I groaned, then typed: Too late. Panic mode activated. But only internally.
Diana laughed. Oh, you poor soul. It’s adorable how you try to panic quietly. She nudged my shoulder, her lavender-and-nightshade scent washing over me. Now, distract me. Give me the beyond trivial hubris that all of it truly all is of the fools.
I clicked over to the forum one of the twins had flagged: an online forum where people were debating the “correct” way to fold fitted sheets. The sheer absurdity made my gloves twitch. I typed: Humanity is doomed. This is the hill I will die on.
Peresphone: Excellent. Let the fools argue themselves into collapse.
Hades: I have already begun absorbing the idiocy. Delicious.

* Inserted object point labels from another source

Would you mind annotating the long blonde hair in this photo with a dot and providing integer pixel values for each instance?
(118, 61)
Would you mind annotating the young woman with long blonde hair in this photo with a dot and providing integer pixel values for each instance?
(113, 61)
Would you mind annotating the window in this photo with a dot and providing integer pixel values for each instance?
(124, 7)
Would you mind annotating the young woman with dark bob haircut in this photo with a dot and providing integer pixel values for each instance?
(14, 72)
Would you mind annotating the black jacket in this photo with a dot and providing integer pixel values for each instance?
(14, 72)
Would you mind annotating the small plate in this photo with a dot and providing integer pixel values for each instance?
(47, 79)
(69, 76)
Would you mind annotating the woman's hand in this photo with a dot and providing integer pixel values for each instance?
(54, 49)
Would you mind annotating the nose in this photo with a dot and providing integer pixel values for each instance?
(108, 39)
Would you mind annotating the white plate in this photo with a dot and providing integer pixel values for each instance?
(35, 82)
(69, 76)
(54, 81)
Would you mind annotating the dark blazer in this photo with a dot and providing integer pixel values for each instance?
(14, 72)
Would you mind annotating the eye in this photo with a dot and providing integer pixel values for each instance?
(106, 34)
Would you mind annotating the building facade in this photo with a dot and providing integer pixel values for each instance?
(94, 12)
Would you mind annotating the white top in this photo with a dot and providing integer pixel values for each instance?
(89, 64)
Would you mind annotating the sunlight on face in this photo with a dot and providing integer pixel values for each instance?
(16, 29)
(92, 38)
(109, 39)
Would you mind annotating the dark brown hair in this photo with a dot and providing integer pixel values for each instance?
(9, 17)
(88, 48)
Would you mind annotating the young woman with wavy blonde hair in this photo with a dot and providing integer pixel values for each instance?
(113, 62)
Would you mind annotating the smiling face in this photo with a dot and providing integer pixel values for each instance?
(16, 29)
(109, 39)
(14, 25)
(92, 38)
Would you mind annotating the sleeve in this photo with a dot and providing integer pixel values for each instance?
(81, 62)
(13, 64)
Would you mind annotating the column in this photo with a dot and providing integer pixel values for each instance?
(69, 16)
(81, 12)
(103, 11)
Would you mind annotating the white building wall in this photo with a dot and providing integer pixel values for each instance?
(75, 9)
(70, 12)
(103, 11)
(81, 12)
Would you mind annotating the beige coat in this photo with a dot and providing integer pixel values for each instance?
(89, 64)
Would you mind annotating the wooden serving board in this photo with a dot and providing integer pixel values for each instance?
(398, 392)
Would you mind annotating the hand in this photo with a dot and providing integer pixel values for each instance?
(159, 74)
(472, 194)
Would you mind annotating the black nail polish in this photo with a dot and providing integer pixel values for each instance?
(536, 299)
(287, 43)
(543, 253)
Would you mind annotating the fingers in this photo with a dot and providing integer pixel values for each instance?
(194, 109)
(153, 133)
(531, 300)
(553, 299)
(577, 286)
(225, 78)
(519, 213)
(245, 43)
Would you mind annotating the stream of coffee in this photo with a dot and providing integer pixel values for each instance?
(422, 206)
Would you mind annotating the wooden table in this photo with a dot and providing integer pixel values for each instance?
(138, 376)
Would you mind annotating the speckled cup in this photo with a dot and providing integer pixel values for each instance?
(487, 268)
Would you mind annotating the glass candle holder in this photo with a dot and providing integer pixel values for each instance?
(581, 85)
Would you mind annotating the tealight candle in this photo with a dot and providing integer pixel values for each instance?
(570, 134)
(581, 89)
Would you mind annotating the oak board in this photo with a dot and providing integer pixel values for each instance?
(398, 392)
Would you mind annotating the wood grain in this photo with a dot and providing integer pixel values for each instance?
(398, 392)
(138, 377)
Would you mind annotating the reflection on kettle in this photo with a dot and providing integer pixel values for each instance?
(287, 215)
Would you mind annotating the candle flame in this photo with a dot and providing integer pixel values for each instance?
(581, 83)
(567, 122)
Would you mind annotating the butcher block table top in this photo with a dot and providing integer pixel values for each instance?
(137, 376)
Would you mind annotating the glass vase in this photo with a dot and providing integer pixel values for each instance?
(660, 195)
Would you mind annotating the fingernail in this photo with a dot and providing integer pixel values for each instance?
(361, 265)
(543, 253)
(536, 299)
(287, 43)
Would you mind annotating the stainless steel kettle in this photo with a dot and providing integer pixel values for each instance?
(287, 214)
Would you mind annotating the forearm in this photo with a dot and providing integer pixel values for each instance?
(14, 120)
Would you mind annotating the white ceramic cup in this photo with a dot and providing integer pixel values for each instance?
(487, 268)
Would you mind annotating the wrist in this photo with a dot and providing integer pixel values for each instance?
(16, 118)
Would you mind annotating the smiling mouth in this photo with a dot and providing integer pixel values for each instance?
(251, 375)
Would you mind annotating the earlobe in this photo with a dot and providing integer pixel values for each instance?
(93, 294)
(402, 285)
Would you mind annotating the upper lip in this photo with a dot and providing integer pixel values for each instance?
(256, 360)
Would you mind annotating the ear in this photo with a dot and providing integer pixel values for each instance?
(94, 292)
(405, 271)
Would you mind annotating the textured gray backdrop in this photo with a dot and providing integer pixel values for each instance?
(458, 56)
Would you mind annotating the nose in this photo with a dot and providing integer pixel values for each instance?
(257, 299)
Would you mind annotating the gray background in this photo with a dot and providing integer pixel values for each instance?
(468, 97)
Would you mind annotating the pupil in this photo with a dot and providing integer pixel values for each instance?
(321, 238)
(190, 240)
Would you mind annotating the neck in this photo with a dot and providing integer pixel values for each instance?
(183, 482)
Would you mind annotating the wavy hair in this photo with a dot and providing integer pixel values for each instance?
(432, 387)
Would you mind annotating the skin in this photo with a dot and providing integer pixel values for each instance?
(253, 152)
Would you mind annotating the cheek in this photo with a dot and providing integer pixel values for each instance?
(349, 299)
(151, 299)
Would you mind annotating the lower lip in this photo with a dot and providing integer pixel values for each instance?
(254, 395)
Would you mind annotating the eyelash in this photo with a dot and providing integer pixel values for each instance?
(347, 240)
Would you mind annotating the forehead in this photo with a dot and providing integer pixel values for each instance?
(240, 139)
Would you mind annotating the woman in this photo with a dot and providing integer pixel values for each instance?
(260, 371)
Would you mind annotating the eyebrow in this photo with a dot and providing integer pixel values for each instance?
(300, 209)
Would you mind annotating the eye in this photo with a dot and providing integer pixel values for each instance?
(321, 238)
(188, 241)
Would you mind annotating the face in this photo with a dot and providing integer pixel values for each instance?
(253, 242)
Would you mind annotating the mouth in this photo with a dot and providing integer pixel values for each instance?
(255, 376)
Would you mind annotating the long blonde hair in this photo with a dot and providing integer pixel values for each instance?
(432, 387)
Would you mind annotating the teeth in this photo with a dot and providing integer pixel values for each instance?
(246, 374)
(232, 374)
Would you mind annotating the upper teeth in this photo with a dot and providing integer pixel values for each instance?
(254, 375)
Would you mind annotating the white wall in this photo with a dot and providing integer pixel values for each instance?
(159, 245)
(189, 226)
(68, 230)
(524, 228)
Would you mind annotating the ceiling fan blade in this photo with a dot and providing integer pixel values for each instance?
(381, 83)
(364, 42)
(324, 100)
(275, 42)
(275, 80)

Diana tapped the ash from her cigarette and typed, Good twins. Beckett, remind them to practice subtle humiliation tonight. We’ll need fresh karma for the weekend.
I smirked under my mask. Noted, Mistress.
Monica’s next message popped up with a photo of one of the older cousins dressed as a vampire for a work event, clearly having misread the dress code. Send help. Or don’t. They deserve it.
Diana’s reply was instantaneous. Oh, they deserve it. Full humiliation protocol. And remember: laughter is mandatory.
I took a careful sip of iced tea and sighed. Perfect chaos. Perfect family. Perfectly gothic.
The clock ticked on, but none of it mattered. Outside the manor, the world could fumble, fail, and flounder. Here, in our carefully curated chaos, we thrived. Our Discord server, our little black-hole of family eccentricity and irony, hummed on.
And I, prince of my little introverted kingdom, sipped my tea, watched the twins, and silently thanked the universe for letting me live among these perfectly terrifying, perfectly loving, perfectly eccentric maniacs.
Diana blew a stream of smoke toward the ceiling, grinning. And now… coffee break. Anyone brave enough to survive the next round of hubris?
The server exploded with emojis and sarcastic commentary, our little corner of perfection humming with life.
I typed slowly: I volunteer, Mistress. For moral support.
She smirked, leaning back with her cigarette like a queen surveying her domain. Of course, prince. You always do.
And for the first time that day, I let my mask slip just slightly, because in this house, in this family, in this gothic haven… I was exactly where I belonged.